In a show of appreciation, the best thing we can do for our liver is to live by the Golden Rule and treat it with the same utmost care it brings us. Unfortunately, not everyone gets the message. Excess consumption of alcohol can eventually lead to cirrhosis of the liver, a condition characterized by irreversible scarring of the liver, according to medicinenet.com, often leading to liver failure. Cirrhosis is the most common cause of liver disease in North America. Note this, too: The most common type of liver cancer, hepatocellular carcinoma, almost always occurs after cirrhosis is present.
Other relatively common liver afflictions include gallstones/liver stones, liver failure and hepatitis, in which the liver gets inflamed, usually from viruses such as hepatitis A, B and C. Heavy drinking, drugs, allergic reactions and obesity are among the non-infectious causes of hepatitis as well.

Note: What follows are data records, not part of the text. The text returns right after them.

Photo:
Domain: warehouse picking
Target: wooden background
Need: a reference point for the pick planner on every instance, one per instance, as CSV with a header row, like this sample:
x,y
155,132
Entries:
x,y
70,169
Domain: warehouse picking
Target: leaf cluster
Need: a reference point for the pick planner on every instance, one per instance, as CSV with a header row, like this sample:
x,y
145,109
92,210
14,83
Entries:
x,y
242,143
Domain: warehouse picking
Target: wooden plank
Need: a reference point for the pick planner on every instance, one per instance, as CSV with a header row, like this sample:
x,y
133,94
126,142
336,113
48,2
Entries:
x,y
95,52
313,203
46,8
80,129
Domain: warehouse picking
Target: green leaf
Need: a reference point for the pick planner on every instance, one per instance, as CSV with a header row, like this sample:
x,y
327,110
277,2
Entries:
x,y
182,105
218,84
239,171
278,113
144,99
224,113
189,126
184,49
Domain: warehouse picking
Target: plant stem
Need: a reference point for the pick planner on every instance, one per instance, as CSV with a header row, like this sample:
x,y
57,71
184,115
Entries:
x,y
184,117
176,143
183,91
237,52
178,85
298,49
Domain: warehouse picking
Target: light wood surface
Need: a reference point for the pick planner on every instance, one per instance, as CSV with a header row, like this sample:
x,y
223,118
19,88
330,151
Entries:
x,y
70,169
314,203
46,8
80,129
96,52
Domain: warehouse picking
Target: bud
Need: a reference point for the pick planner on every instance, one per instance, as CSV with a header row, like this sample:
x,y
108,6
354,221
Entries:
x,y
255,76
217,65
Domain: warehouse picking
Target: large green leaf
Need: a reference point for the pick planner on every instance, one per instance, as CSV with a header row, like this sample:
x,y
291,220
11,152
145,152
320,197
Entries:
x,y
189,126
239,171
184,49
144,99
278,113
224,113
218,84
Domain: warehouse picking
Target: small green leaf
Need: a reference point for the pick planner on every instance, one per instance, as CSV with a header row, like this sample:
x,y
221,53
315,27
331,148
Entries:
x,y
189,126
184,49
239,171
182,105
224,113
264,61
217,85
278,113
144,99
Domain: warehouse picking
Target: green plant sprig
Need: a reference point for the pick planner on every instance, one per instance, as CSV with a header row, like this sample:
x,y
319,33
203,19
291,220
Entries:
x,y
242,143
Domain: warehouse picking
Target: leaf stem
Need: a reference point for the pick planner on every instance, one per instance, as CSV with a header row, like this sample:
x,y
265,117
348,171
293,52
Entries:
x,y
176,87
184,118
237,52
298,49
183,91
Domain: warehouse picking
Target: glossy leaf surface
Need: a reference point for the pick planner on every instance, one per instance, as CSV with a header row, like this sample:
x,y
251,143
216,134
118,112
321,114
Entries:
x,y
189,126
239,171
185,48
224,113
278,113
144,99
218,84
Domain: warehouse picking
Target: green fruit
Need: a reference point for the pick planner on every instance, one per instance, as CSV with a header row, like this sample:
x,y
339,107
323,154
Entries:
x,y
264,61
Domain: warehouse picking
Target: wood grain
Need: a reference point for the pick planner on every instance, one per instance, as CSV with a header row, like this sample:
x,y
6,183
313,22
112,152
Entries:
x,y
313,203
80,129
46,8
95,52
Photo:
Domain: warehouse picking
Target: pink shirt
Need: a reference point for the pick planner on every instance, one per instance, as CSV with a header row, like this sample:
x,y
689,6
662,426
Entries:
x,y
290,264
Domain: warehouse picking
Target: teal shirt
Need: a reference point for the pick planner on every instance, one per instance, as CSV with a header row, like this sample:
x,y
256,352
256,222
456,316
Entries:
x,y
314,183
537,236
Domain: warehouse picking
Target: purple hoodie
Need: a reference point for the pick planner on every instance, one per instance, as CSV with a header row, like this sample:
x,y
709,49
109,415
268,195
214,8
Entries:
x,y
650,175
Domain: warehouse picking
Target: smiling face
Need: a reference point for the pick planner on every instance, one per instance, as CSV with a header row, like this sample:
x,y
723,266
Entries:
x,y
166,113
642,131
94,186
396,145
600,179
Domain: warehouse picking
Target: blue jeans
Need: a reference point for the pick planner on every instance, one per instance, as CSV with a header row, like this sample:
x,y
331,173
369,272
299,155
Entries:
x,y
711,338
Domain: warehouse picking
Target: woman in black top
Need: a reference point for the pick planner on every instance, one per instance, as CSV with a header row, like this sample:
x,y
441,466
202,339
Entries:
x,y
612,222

There's no magic formula to doing your part to keep your liver healthy, but a great start is eating right. That should include plenty of healthy fruits and vegetables; moderate consumption of alcohol, if any at all; and staying active to include regular exercise.
Some health-conscious experts also recommend a periodic cleanse, or detox, of the body aimed primarily at the liver's benefit. There are numerous detox strategies out there, but do your research and homework, and always discuss with your physician before starting any of them. You can also backtrack to a blog posted on this website on July 15 for more information about cleanses and detoxes.
The Houston-based Global Healing Center has identified five reasons to do a liver cleanse: for weight loss, to eliminate liver stones, to detox your body, for an increase in energy, and to look and feel five years younger, although, granted, that latter benefit can be subjective.
Today's plea: stay aware of how you can protect your liver. Be nice to it, and in turn it will be nice to you, happily helping you, if needed, in dealing with that dinner of liver smothered in onions.